Legspinner explains mid-tour retirement June 8, 2008

'The nail in the coffin was a misfield' - MacGill

Cricinfo staff


Stuart MacGill has revealed that his poor fielding forced him to call it quits © AFP
 

Stuart MacGill has blamed his fielding for his decision to retire mid-way through Australia's tour to West Indies, after the second Test in Antigua.

"The nail in the coffin was a misfield [during the second Test]," MacGill told the Sydney Morning Herald. "There were some undulations in the outfield, and I misfielded and slipped over. I found it a bit hard to get back up, to be honest, and I felt a bit embarrassed.

"I felt sore and old and clumsy and that's when I thought, 'I can't do this.' I don't want the team to have to carry me. If the ball came straight to me in the field, there wasn't a problem. But the ball doesn't always come straight to you. I didn't want to embarrass myself any more."

When asked whether his sudden decision was embarassing, MacGill said: "I was concerned it would be. I did put in a lot of work to even play club cricket again. It was disappointing for me, but the embarrassment would have been if I'd kept going. There's no shame in wanting the best for your team."
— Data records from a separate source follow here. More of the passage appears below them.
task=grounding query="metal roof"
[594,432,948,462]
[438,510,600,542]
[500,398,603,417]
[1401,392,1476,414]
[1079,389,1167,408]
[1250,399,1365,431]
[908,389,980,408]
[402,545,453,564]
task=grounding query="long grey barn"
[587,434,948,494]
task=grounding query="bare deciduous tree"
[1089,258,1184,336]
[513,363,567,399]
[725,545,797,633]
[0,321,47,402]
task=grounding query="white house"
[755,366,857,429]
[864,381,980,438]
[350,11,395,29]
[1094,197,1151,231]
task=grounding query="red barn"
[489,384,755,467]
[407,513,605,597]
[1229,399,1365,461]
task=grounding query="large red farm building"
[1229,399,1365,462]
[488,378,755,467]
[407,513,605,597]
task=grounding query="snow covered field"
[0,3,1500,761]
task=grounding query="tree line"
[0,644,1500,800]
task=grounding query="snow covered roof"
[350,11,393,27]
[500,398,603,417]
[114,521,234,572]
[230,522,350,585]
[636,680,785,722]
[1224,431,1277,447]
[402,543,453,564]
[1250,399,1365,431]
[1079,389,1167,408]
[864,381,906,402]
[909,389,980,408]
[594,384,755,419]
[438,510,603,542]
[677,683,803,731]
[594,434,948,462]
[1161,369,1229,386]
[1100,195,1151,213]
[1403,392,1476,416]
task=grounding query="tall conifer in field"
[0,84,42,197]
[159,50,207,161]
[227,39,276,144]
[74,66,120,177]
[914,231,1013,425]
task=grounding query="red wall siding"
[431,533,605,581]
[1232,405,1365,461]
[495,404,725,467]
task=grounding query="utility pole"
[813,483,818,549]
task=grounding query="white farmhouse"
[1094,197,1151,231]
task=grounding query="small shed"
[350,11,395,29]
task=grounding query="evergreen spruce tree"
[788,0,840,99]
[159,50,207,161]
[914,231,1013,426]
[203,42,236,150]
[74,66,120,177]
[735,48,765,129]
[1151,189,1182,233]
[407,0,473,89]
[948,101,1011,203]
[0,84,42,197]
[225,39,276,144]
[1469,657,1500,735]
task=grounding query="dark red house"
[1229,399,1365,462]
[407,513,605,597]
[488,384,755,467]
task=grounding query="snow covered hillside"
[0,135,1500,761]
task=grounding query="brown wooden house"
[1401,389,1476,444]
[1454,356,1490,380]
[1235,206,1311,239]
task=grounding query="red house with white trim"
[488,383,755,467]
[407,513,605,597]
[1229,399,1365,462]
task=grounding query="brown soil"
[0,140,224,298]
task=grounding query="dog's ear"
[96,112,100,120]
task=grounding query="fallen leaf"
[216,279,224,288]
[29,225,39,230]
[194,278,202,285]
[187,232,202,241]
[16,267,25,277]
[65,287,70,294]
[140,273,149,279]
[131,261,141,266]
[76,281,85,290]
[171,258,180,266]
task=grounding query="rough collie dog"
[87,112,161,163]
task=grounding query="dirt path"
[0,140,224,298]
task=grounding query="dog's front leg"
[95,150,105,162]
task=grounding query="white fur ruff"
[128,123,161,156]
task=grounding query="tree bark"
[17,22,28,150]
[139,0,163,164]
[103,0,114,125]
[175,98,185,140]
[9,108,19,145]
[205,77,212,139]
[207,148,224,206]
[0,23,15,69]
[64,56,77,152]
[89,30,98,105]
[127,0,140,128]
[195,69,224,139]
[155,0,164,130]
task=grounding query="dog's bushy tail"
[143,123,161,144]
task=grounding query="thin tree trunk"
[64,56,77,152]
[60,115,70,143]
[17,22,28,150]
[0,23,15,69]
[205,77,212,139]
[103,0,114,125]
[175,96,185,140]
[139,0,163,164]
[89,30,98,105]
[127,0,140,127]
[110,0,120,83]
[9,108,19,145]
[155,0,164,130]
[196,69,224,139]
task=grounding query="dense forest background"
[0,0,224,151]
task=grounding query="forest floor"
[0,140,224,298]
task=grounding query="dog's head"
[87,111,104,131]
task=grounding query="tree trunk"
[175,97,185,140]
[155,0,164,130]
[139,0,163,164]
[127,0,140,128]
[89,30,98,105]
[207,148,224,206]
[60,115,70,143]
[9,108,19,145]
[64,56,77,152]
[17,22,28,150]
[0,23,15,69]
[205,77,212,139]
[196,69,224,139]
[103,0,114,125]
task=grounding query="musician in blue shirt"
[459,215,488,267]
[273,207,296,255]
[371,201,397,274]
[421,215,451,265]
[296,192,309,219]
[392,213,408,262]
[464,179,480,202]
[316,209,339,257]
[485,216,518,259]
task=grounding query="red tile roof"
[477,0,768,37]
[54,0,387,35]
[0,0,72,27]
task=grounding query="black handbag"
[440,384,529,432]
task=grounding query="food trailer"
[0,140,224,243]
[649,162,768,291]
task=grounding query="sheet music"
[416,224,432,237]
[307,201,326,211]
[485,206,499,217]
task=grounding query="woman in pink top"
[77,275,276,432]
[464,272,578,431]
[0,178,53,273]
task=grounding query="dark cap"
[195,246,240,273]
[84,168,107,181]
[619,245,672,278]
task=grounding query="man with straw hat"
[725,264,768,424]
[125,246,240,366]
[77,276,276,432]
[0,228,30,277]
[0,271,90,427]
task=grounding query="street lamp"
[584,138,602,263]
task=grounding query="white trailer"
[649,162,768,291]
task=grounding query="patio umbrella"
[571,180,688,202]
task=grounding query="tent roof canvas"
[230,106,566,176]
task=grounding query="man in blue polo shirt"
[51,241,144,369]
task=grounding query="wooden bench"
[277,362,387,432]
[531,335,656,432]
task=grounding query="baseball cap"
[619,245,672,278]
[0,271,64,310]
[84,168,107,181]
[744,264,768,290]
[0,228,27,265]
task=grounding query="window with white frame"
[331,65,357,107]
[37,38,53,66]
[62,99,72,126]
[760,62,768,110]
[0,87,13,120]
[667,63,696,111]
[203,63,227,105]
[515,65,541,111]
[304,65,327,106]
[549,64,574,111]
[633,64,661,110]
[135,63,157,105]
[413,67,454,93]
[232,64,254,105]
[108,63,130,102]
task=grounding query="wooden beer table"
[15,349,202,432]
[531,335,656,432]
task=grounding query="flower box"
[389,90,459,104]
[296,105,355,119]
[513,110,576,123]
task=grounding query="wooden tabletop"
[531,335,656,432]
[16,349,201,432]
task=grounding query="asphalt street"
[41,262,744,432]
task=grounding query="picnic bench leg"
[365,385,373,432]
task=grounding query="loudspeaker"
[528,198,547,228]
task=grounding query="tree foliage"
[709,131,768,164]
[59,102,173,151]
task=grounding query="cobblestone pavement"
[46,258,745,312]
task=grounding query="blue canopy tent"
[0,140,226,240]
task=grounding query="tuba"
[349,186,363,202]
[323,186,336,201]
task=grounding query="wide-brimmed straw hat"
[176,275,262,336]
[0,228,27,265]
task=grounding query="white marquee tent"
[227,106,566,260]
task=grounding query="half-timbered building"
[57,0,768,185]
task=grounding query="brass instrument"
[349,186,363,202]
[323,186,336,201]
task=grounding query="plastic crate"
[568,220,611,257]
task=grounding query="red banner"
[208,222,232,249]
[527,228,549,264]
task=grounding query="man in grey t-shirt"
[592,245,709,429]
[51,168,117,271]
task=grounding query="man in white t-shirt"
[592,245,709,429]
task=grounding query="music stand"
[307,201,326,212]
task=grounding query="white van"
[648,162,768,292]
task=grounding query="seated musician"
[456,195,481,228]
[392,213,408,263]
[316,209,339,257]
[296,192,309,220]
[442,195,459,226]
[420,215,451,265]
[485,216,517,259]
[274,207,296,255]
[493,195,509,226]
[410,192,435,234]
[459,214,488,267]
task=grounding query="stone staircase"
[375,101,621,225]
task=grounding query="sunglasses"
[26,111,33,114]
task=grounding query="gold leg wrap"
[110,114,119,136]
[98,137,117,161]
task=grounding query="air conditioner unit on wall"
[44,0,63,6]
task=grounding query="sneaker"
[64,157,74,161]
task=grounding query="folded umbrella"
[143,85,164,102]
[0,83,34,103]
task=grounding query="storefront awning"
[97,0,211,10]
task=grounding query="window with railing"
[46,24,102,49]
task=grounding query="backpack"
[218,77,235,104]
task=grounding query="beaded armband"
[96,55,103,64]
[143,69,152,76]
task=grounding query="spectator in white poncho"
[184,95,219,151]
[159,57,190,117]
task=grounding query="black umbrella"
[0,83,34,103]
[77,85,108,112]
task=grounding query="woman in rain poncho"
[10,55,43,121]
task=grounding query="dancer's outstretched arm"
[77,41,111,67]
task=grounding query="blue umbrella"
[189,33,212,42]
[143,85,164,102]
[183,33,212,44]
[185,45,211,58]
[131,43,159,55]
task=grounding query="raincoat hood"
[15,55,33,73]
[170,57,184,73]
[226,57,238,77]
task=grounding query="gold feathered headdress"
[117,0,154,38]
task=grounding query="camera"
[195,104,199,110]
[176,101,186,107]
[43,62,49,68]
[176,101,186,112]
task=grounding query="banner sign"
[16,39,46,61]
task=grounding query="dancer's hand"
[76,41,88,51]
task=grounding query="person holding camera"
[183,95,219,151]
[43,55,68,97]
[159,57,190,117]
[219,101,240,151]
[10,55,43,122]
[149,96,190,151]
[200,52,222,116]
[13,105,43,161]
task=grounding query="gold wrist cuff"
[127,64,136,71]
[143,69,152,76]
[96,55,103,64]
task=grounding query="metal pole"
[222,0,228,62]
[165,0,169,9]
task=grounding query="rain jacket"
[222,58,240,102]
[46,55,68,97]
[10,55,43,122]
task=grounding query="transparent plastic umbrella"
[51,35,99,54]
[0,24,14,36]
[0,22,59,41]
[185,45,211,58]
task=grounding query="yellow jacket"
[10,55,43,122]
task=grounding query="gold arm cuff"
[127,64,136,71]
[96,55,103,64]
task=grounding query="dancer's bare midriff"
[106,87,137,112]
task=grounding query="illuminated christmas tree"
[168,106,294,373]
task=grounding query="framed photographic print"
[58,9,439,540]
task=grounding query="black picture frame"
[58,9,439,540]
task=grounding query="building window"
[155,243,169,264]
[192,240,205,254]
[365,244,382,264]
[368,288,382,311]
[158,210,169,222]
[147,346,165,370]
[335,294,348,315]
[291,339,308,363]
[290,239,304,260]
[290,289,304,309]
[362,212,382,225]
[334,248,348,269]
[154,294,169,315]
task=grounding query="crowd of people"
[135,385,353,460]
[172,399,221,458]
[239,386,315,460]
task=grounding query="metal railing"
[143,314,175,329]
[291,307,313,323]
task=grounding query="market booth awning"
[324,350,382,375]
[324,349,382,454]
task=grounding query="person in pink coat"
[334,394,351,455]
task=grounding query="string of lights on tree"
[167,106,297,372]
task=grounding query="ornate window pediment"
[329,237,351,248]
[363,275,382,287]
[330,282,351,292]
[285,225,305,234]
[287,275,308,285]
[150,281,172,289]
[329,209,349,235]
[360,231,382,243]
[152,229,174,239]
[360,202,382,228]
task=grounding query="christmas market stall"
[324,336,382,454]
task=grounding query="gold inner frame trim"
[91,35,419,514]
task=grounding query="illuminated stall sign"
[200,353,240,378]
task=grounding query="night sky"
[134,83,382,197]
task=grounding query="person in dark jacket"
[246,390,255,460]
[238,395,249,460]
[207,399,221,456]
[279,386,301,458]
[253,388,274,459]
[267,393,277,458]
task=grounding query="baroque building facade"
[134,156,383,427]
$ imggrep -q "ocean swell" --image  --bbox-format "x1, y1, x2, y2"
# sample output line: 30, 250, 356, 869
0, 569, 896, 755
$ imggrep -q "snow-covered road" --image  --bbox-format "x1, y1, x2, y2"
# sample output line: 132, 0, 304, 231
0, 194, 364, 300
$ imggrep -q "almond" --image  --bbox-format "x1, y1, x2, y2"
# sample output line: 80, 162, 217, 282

MacGill, however, felt his selection for the West Indies tour hampered the chances of Bryce McGain, the 36-year-old legspinner from Victoria. "If I hadn't been fit for the tour, he might have been given a game," MacGill said. "That's just the way it goes."

MacGill responded to spin bowling coach Terry Jenner's call for him to retire from first-class cricket so that his New South Wales team-mates, Nathan Hauritz and Stephen Smith, get opportunities to make the playing XI. "I'm prepared to accept that sort of comment," he said. "But I think I have a lot to offer to New South Wales, and it's certainly not just on a statistical level.

"There aren't many wrist spinners floating around in world cricket and I think I've been one of the more successful ones, from a coaching point of view, too."

He also gave his take on the speculation that Shane Warne could come out of retirement to bolster Australia's spin bowling stock. "I'm sure he'd love to play Test cricket, as would I, but I don't think it's going to happen. I got a text message from Shane yesterday, and he certainly gave no indication he was going to be playing Test cricket again."